Why? Hatred sells. It works. Riles voters up. The appeal of fear was not defeated Tuesday, no matter the outcome. Nor can it be laid at the feet of Donald Trump. He just found it, a sparkly toy, and began waving it over his head. Trump would have put it down again if people didn’t cheer. They did. They always do — some do. A lot.

They’re cheering around the world. This isn’t a vice unique to America. Nationalist groups are gaining power from Brazil to Hungary. They offer perceived greatness by demonizing marginalized groups, turning the world’s victims into menaces. That’s why lying is so intrinsic to their success. It isn’t just Trump. Bigots have to lie, in order for their worldview not to fall apart in the light of actuality. You can’t admit to brutalizing others to feel better about yourself; no, no, your victims have to be attacking you.

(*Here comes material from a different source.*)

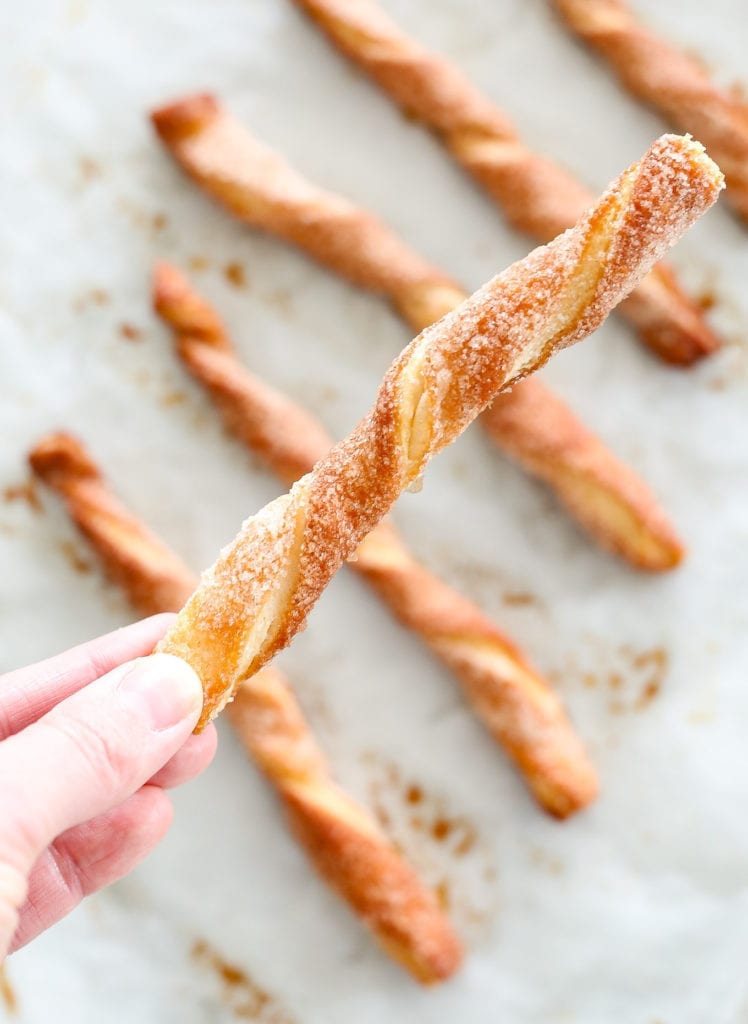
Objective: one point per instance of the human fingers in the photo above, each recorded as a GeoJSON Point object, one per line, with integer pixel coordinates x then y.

“It’s up to us, who are the dominant race, to watch out or these other races will have control of things,” Buchanan says, drawing scorn from his wife.

“We’ve got to beat them down,” Daisy whispers, “winking ferociously.”

Fitzgerald views this clearly.

“There was something pathetic in his concentration…” he writes. “Something was making him nibble at the edge of stale ideas.”

Hateful notions of white supremacy could seem stale in the early 1920s, leftovers from the Civil War, embraced by Hoosiers in hoods but on the wane. Fitzgerald had no way of knowing they would become popular again, here and abroad, policy in Germany, which would press them to their logical conclusion.

That’s what makes our current historical moment so unsettling to the mindful. We don’t know if these brush fires the president keeps carelessly starting will go out on their own or form a general conflagration.

Facts and news are being daily assailed. Exactly what kind of performance are we setting the stage for?

The racism of the 1920s was more straightforward, more honest, with its talk of Nordic superiority. Now we speak in codes. Unable to demonize immigrants? Condemn illegal immigrants. Shy about vilifying black people? Attack social programs. Reluctant to scapegoat Jews? Slur billionaire George Soros.

By all means, celebrate Election Day, to whatever degree voters turn their backs on the Trumpian offense against American values and human decency. But don’t dare let yourself get smug. The fight is not over. It is never over.